3.5 Discussion of an alternative explanation

We have found only one empirical analysis that investigates whether the relationship between democracy and economic institutional quality depends on the level of human capital. Fortunato and Panizza (2015) exploit data from the International Country Risk Guide to show that the interaction between the levels of democracy and human capital positively correlates with institutional quality. These authors explain their result with differences among democratic regimes. More specifically, Fortunato and Panizza (2015) argue that highly educated voters elect more competent political leaders and that the competent leaders implement better economic institutions. By contrast, our theoretical model suggests that differences among the autocratic regimes explain why institutional quality improves more after a democratic transition if people command a high level of human capital.

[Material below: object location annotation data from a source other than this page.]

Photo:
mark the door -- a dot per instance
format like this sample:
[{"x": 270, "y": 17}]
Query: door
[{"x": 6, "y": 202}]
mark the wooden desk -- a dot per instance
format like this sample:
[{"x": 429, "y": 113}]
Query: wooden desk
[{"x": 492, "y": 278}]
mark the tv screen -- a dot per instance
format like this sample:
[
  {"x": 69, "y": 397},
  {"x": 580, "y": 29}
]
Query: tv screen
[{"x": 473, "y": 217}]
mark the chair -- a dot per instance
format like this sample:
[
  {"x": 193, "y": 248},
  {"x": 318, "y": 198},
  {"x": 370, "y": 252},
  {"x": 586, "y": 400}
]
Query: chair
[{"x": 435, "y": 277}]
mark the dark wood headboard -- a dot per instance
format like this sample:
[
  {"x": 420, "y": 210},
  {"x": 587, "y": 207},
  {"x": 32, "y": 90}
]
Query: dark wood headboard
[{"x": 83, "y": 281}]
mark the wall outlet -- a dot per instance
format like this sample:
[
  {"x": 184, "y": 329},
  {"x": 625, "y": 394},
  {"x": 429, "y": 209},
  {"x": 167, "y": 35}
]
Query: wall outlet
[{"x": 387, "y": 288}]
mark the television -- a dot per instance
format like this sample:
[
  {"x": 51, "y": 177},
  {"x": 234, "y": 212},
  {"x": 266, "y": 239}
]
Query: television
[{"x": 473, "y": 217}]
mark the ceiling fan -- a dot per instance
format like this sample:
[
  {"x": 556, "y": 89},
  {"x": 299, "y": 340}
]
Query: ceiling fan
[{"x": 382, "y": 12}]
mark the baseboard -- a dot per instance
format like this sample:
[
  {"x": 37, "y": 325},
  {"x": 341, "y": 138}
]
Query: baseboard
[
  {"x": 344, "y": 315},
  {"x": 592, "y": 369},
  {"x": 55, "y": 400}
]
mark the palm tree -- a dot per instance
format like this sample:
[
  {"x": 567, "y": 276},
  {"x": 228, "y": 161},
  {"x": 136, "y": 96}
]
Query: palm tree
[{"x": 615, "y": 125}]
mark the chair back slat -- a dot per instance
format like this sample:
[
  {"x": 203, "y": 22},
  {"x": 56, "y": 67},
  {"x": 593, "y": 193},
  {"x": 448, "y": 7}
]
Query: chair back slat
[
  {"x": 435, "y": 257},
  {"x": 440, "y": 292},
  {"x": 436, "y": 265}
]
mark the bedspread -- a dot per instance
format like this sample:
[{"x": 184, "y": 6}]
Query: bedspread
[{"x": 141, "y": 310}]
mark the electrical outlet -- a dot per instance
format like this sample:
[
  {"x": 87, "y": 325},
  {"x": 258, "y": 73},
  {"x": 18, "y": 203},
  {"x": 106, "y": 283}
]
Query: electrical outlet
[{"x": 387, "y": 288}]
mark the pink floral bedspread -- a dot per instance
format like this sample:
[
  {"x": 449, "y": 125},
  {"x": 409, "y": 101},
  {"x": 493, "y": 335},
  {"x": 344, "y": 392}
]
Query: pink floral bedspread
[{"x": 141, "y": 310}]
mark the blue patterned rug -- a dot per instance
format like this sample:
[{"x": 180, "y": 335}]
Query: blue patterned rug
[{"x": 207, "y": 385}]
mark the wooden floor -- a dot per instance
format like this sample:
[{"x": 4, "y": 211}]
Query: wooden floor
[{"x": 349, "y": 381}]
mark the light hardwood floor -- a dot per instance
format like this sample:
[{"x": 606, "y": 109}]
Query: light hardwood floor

In their article, Fortunato and Panizza (2015) do not offer empirical evidence that supports their explanation. The remainder of this section thus examines whether their hypothesis has great explanatory power. To this end, we need a measure for leaders’ competence, which is difficult because of conceptual and data availability reasons. The standard approach in the literature is to exploit information on leaders’ education to approximate the competence of politicians (see, e.g., Baltrunaite et al., 2014; Besley et al., 2011; Galasso and Nannicini, 2011; Kotakorpi and Poutvaara, 2011). A rationale behind this imperfect proxy is that educated people make on average better economic decisions (see, e.g., Agarwal and Mazumder, 2013; D’Acunto et al., 2019). To obtain data on the education of political leaders, we use and extend the database by Besley et al. (2011) and Besley and Reynal-Querol (2011). More specifically, we exploit their database and a number of web sources to identify which political leaders hold a college degree. In our analysis, we use this information in two ways. First, we add our measures of leader’s competence as control variable to our regression models. Appendix Table B.10 illustrates that our two parameters of interest (\(\beta _1\), \(\beta _3\)) remain positive and statistically significant in this case. In the fixed effect analyses, we also find supporting evidence for the hypotheses that competent political leaders implement better economic institutions. Second, we use our measure of leaders’ competence as dependent variable. Appendix Table B.11 presents the results of the corresponding regressions. In line with Besley and Reynal-Querol (2011), we observe that the competence of political leaders increases after a democratic transition. However, our findings do not substantiate the argument by Fortunato and Panizza (2015) since we do not see that this relationship becomes stronger if people command a high level of human capital.

4 Conclusions

We present a simple theoretical model that predicts an increase in the quality of the economic institutions in the aftermath of a transition from autocracy to democracy. In addition, our model predicts that this improvement is larger when the level of human capital is high. Results form a comprehensive country-level panel data analysis confirm these predictions.

From a broader perspective, we believe that our paper has two key messages. First, there is heterogeneity in the economic consequences of political transitions. Getting a better understanding of these heterogeneities is important, for instance to avoid that people develop illusive beliefs about how their economic well-being will improve after a democratization. Unfulfilled expectations may result in dissatisfaction and thus might increase the support for leaders with authoritarian attitudes. Second, our paper shows that researchers should pay more attention to the differences among autocracies when examining the consequence of democratic transitions. In this regard, we second Dorsch and Maarek (2019) who find that the initial level of income inequality determines how redistribution changes after a democratization.